If you wish to type these relationships you can do that instead:

  • Homepage:Page isA Page:Page - the homepage is a kind of page
  • Login:Feature activates Logout:Feature - the login feature activates the logout feature

For many basic purposes, knowing that a relationship exists is sufficient, and developers can infer the relationship type from the code and their knowledge of the system.

How to annotate your source

FeatureMap allows you to insert 4 different types of annotation into your source files:

  1. Identify an Entity

Inserting the name of an entity and its type registers that the entity exists, and sets the current entity context until the end of the current file, or until a new entity context is defined.

# ~~Homepage:Page~~

This registers the Homepage:Page entity, and sets that as our context. Any context-free relationships declared beneath this line will be attached to this entity.

  1. Assert a relationship from the current entity context to another entity

Inserting a relationship to another entity when have an active entity context registers a relationship on the entity context to the other entity.

# First set the entity context
# ~~Homepage:Page~~
#
# Then define a relationship
# ~~-> Login:Feature~~

This has now registered that Homepage:Page is related to Login:Feature

  1. Assert a relationship from the current entity context AND also assert that the related entity should be registered

By default entities defined as the target of a relationship are not defined as entities at that point. That is, if you assert:

# ~~Homepage:Page~~
# ~~-> Login:Feature~~

This will register:

  • Homepage:Page is an entity
  • Homepage:Page is related to Login:Feature

It is up to you to define the entity Login:Feature elsewhere, e.g. in the handler that carries out your user authentication.
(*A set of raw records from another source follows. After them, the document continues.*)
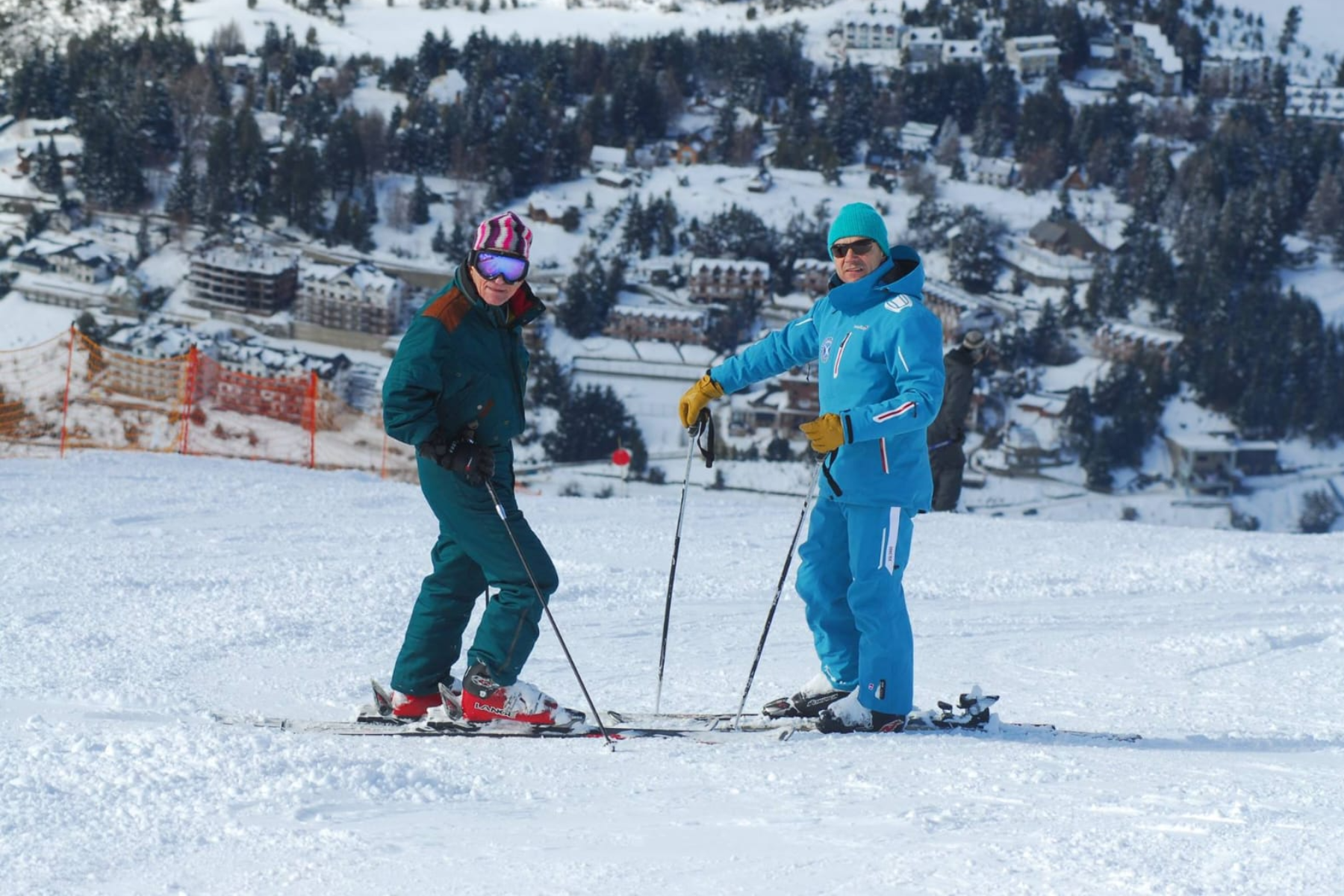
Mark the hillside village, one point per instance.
(262, 293)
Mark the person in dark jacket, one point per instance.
(948, 432)
(455, 391)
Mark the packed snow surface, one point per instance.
(140, 593)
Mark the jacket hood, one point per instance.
(900, 273)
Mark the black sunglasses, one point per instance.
(859, 246)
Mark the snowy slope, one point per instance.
(139, 593)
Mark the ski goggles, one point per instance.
(495, 265)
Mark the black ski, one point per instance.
(969, 715)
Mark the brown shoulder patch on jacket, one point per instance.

If the Login:Feature is not defined meaningfully elsewhere, you may wish to say that at the point you define the relationship, you also define the place at which the feature is defined. In this case you can use the $ modifier to instruct FeatureMap to record the entity at this point:

# ~~Homepage:Page~~
# ~~->$ Login:Feature~~

This will register:

  • Homepage:Page is an entity
  • Homepage:Page is related to Login:Feature
  • Login:feature is an entity defined at the same line as the relationship
  1. Identify an Entity and assert a relationship at the same time

As a convenient shorthand, you can combine (1) and (2) above into a single command which registers the entity, sets the entity context, and registers the relationship.

# ~~Homepage:Page->Login:Feature~~

Note that you cannot use the $ modifier defined in (3) above at this point.

  1. Identify an Entity, assert a relationship, but do not switch entity context

If you wish to assert an arbitrary relationship between two entities at any point (for example, it makes sense to do so because of a particular code snippet in the file), you can do so without switching the entity context by prefixing with !

# Set the current entity context
# ~~Homepage:Page~~
#
# Declare a relationship without switching context
# ~~!Login:Feature->Login:Page~~

Note that you cannot use the $ modifier defined in (3) above at this point.

  1. Define a relationship on the last registered entity, not the entity context

If you define an entity in a relationship as per (3) you may also wish to give that entity some downstream relationships of its own.

This is possible to do explicitly using the ! operator:

# ~~Homepage:Page~~
# ~~->$ Login:Feature~~
# ~~!Login:Feature->Login:Page~~

But there is also a convenient short-hand for this using the ^ pointer, which tells FeatureMap to assign the relationship to the last entity defined, rather than the current entity context. The above is equivalent to:

# ~~Homepage:Page~~
# ~~->$ Login:Feature~~
# ~~^->Login:Page~~

The ^ pointer will refer to the Login:Feature entity until the end of the file, or until another entity is defined in a relationship with the $ operator.